Ask him about the other one, your friend Miguel.
“Tatiana wants to know what’s up with Miguel.”
“So do I. Truth is, I don’t really know. Did you ever have any reason to distrust him, from the outset?”
I thought of the stoic, professionally minded Miguel. There had always been a slight barrier between us because his Russian was a little stiff, but beyond that I’d never had cause to doubt his commitment to the project. Just as Antti and Vikram had bristled against each other upstream, so Miguel and Christos had become good friends, engaged in a friendly rivalry over who got to achieve the first time-injection. He had been really upset when Christos was taken ill and moved off the pilot squad, but Miguel was the one who’d shown the least resentment at my taking over Christos’s slot. More a warm acceptance and encouragement, Miguel understanding that the needs of the experiment outweighed any personal loyalties. He had been supportive of me all along, and when I was the first to go back, it was not frustration I saw in him, but relief that our scheme had a chance of success after all.
“No. He was totally committed. Totally dedicated to the experiment, just like the rest of us.”
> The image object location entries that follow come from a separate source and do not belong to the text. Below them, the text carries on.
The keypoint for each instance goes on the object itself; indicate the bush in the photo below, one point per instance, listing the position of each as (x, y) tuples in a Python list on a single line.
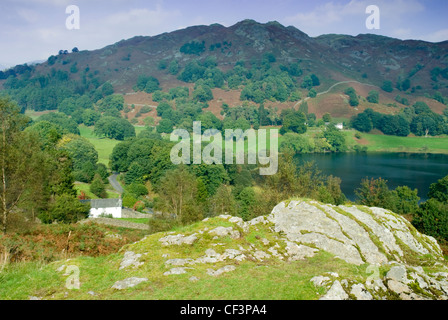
[(161, 224), (432, 219), (97, 187), (65, 209), (129, 201)]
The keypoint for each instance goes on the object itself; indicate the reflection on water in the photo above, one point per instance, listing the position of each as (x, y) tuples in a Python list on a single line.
[(417, 171)]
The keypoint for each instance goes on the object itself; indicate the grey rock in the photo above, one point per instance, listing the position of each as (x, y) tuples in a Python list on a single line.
[(130, 259), (320, 281), (220, 271), (222, 232), (336, 292), (176, 271), (398, 273), (360, 292), (261, 255), (178, 239), (128, 283), (299, 252), (397, 287), (179, 262)]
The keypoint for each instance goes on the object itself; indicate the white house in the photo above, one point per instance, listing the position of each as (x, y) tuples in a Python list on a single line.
[(106, 207), (339, 126)]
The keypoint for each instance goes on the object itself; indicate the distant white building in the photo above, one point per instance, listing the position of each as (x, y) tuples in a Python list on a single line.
[(339, 126), (106, 207)]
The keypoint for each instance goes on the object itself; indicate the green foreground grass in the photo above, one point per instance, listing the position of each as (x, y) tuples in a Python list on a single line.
[(104, 146), (384, 143), (271, 279), (85, 187)]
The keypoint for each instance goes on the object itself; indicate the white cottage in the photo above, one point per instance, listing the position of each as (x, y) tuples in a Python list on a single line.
[(106, 207)]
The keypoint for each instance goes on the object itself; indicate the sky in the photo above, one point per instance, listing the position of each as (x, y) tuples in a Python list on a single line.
[(33, 30)]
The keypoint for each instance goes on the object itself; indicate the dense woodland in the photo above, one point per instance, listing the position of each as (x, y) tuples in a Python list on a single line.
[(41, 159)]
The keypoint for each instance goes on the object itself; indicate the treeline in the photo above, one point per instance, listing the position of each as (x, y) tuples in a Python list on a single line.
[(41, 92), (189, 193), (260, 80), (36, 172), (429, 217), (418, 119)]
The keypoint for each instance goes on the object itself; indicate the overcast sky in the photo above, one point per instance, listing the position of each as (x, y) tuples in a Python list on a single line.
[(35, 29)]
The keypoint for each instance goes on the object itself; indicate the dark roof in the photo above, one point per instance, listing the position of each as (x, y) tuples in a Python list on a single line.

“I agree. But something got into him. Some influence coming from further up, upstream from upstream. It’s something. We’ve both felt it, Vikram and I. A tickle in our heads, as if something’s trying to get inside us. A whiteness. It’s faint, and we can fight it. With Miguel, it must have planted itself more strongly. I don’t think Miguel is Miguel anymore. Something’s running him, the way we were meant to be running our hosts.”
“Then it’s three against one.”
“Two against one, really. Vikram isn’t going to be able to help us. But if we move fast, and get north quickly, we can give Miguel the slip. The target seed vault is a private facility, quite near the Yenisei Gulf.”
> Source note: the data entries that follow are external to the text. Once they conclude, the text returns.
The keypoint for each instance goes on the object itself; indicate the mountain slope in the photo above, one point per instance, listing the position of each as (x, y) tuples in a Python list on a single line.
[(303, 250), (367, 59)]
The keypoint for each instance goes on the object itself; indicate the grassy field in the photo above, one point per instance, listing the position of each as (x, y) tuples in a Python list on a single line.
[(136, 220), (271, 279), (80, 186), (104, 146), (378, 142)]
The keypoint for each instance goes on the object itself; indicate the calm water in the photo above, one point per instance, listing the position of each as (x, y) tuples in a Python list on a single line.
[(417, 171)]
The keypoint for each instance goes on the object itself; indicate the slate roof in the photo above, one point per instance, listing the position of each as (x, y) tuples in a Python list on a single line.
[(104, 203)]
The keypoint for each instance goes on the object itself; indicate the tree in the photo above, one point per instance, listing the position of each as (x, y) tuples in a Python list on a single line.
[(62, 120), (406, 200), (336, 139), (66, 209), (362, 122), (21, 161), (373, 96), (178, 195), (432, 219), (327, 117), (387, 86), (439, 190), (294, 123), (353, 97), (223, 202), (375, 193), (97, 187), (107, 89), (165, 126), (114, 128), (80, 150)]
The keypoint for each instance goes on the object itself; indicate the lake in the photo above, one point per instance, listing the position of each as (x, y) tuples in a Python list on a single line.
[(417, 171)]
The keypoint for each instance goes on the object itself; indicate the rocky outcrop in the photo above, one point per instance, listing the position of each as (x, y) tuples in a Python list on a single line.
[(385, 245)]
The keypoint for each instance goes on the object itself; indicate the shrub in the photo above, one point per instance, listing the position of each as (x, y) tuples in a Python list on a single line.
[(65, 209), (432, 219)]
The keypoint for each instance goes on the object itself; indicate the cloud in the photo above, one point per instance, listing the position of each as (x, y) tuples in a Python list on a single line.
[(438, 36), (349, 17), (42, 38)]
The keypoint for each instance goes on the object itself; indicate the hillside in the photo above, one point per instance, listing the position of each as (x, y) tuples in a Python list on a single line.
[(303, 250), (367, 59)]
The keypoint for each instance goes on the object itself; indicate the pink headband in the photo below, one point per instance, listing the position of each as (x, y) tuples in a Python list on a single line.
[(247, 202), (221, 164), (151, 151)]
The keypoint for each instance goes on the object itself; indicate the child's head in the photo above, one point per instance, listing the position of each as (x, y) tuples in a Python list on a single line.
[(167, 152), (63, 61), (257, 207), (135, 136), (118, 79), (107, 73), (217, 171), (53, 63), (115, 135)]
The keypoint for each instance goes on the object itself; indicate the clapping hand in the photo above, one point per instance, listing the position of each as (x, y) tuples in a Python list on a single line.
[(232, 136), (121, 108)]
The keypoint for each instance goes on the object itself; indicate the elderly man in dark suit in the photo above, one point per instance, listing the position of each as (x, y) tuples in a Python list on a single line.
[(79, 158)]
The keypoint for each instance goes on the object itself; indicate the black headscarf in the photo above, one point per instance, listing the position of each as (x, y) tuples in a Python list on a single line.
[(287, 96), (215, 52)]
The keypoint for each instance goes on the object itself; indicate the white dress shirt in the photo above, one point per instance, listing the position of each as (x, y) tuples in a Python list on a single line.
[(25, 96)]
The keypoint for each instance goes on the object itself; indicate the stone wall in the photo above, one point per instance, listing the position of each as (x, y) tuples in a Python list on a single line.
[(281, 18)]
Now it was my turn to frown.
“Near Permafrost?”
“Where Permafrost will come to be. But fifty-two years early. That’s beneficial, though. It means Cho won’t have to go very far to find the seeds, even if he has to dig them out from an abandoned vault under several metres of ice.”
I pinched at the bridge of my nose. “Tell him to go now. If the seeds are where they’re meant to be upstream, we’ll know it’s the right decision.”
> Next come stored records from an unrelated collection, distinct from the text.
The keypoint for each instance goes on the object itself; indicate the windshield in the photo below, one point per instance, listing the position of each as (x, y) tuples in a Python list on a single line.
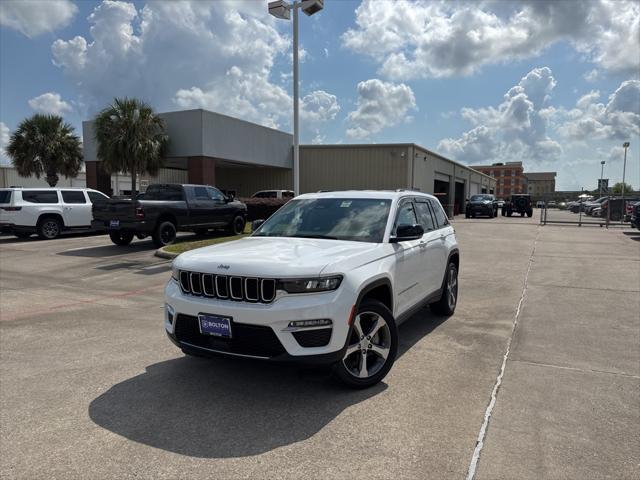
[(357, 219), (480, 198)]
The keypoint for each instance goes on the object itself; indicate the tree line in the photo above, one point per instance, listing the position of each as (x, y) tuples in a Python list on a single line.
[(131, 138)]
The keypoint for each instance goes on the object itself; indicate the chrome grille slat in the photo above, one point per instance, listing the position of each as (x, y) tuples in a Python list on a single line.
[(208, 281), (267, 290), (235, 288), (222, 286), (195, 280), (228, 287)]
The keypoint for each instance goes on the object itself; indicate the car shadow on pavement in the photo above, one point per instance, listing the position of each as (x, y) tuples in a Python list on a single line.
[(225, 407)]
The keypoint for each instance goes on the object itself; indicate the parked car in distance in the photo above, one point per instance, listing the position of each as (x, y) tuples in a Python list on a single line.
[(591, 204), (615, 208), (273, 194), (482, 204), (519, 203), (167, 209), (47, 211), (327, 280)]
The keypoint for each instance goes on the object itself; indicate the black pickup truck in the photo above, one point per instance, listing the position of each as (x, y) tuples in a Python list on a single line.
[(166, 209)]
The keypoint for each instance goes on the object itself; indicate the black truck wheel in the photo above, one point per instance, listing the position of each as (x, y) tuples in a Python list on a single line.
[(120, 238), (164, 234)]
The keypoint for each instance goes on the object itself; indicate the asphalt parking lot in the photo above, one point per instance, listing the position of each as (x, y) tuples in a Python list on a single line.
[(90, 387)]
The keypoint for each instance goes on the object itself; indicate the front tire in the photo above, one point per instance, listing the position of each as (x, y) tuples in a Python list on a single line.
[(371, 348), (164, 234), (446, 306), (121, 238), (49, 228)]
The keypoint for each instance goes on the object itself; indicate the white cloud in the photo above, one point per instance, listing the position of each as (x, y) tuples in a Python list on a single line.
[(619, 119), (319, 106), (51, 103), (592, 75), (35, 17), (4, 141), (516, 129), (419, 39), (379, 105), (217, 55)]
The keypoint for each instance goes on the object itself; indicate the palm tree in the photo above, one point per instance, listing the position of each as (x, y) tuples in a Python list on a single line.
[(45, 144), (131, 138)]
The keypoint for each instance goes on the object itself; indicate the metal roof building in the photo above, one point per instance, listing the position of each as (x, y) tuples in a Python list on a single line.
[(244, 157)]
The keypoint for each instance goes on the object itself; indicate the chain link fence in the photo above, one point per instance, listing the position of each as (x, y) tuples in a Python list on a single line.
[(586, 210)]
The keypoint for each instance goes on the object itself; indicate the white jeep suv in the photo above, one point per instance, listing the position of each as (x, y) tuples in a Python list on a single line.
[(327, 279)]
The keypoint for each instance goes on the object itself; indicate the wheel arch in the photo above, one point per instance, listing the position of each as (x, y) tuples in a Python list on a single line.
[(381, 290)]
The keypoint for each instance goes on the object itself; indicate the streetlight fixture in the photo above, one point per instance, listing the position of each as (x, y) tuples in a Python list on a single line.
[(282, 10), (625, 145)]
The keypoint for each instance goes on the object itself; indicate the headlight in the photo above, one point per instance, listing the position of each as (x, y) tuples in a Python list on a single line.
[(175, 273), (310, 285)]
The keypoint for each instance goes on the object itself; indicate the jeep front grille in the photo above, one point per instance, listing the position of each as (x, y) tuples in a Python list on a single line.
[(228, 287)]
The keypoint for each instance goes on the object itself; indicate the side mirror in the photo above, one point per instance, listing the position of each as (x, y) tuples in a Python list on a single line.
[(406, 232), (256, 224)]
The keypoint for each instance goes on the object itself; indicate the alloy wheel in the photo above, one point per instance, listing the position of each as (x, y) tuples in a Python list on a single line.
[(369, 345), (50, 228)]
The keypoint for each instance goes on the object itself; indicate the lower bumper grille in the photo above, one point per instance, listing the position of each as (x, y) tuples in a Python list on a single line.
[(254, 340), (313, 338)]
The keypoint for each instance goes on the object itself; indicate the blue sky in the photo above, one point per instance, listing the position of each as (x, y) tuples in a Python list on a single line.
[(553, 84)]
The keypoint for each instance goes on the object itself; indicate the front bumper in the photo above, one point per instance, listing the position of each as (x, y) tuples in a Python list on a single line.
[(261, 330)]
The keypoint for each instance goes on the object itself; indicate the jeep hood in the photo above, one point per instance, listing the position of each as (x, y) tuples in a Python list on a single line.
[(279, 257)]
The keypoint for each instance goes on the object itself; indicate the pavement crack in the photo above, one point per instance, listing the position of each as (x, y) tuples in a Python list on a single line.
[(475, 458), (577, 369)]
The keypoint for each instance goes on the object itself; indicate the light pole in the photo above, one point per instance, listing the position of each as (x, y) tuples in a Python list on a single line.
[(624, 168), (282, 10)]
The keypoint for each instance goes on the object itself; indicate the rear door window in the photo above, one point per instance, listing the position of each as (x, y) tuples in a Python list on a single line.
[(424, 216), (440, 216), (164, 192), (71, 196), (40, 196), (96, 197)]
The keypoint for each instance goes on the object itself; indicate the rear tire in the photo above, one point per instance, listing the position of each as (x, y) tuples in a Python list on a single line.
[(164, 234), (449, 299), (49, 228), (372, 346), (121, 238), (236, 227)]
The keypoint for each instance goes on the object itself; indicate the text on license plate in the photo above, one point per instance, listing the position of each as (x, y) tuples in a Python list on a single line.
[(215, 325)]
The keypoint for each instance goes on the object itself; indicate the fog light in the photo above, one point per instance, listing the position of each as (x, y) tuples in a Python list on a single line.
[(170, 312), (323, 322)]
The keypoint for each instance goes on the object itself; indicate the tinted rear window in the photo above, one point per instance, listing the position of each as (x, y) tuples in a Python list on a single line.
[(164, 192), (69, 196), (40, 196)]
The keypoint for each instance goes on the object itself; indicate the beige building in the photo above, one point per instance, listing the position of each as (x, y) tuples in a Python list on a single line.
[(540, 184), (242, 157)]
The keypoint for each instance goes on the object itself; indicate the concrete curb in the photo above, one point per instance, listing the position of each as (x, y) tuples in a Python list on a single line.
[(164, 254)]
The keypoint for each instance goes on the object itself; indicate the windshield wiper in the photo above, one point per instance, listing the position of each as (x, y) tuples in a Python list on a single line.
[(324, 237)]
“I can’t contact Cho.” Antti looked down at his coffee. “That’s the other thing that’s gone wrong. We can’t abort, can’t get back to the Vaymyr.”
I stared in horror and astonishment, as the implication of his words hit home.
“How, when, did this happen?”
Antti’s answer had the dry matter-of-factness of someone who had long ago absorbed their fate. “Within a few weeks of my time-embedding. I tried to abort, and I couldn’t. What does that mean, exactly?” He looked at me with a hard, searching intensity, as if I was his last and best hope for an answer. “Where is my consciousness now? Is it running in my body upstream, in the Vaymyr, or is it marooned here, piggybacking Tibor?” He paused, scratched at the red-veined bridge of his nose. “You’ve got to make sure you abort and stay aborted before the same thing happens.”
I closed the case and lowered it back under the table.
“If I can still go back, I’ll try and resolve this mess. Tell Cho to run an additional series of tests on the control structures, before they try to send you and Vikram back.”
Antti shook his head sharply. “No. You can’t risk giving Cho any destabilising information. Look after yourself, optimise the chances of success, but don’t say or do anything that threatens to grandfather us. Before you know it, we’ll be up to our necks in paradox. At the moment we’re close to success—really close. We can’t endanger this. You can’t mention any part of this—not Tatiana, not Miguel, not even the fact that you’ve already made contact with me.” He turned and raised his voice louder than before. “Vikram! It’s Valentina! Come and see her before she tries going back to the station!”